Der Bay
- Type: Monthly newsletter
- Owner: Philip "Fishl" Kutner
- Publisher: Philip "Fishl" Kutner
- Editor: Philip "Fishl" Kutner
- Founded: 1991
- Headquarters: 1128 Tanglewood Way San Mateo, California 94403
- Website: www.derbay.org

= Der Bay =

The first issue of Der Bay was published in January 1991 as a local newsletter for the Yiddish community in the United States. As an Anglo-Yiddish publication, the articles were mainly in English with some Yiddish and others in transliteration. It grew steadily so that Yiddish club leaders, Yiddish teachers, translators, performers and klezmer group leaders in every state and in 35 other countries received it.

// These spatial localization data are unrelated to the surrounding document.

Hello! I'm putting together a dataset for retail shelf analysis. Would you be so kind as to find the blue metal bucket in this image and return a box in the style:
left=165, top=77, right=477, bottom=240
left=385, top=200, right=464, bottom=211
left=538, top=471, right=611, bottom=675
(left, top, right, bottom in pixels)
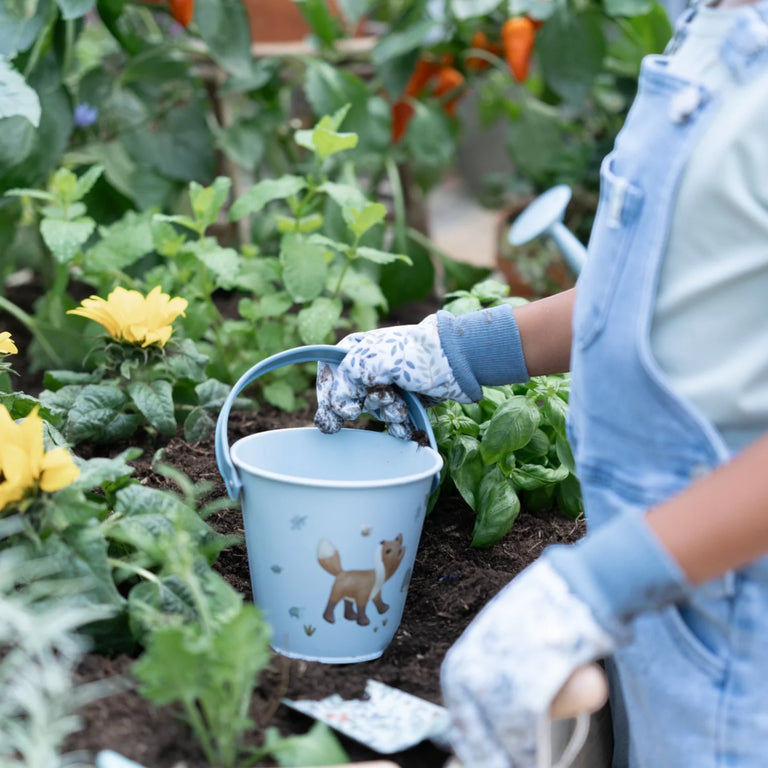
left=215, top=345, right=444, bottom=663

It was a 16-page monthly that was published 10 times a year with a suggested contribution of $18 a year. It was augmented by its website at www.derbay.org and was the organ of the International Association of Yiddish Clubs (IAYC). Regular monthly columns included: Der internatsyonaler kalendar, Oystsugen fun briv in der redaktsye, Der altveltlekher farband fun yidish-klubn nayes, monthly updates on the upcoming IAYC conference, original Chełm stories, stories about mama and poetry, articles and stories submitted by readers.

The last issue was published in January 2016 on its 25th anniversary. The website still exists and is a resource for Yiddish Teachers, Club Leaders, Translators and Klezmer Musicians.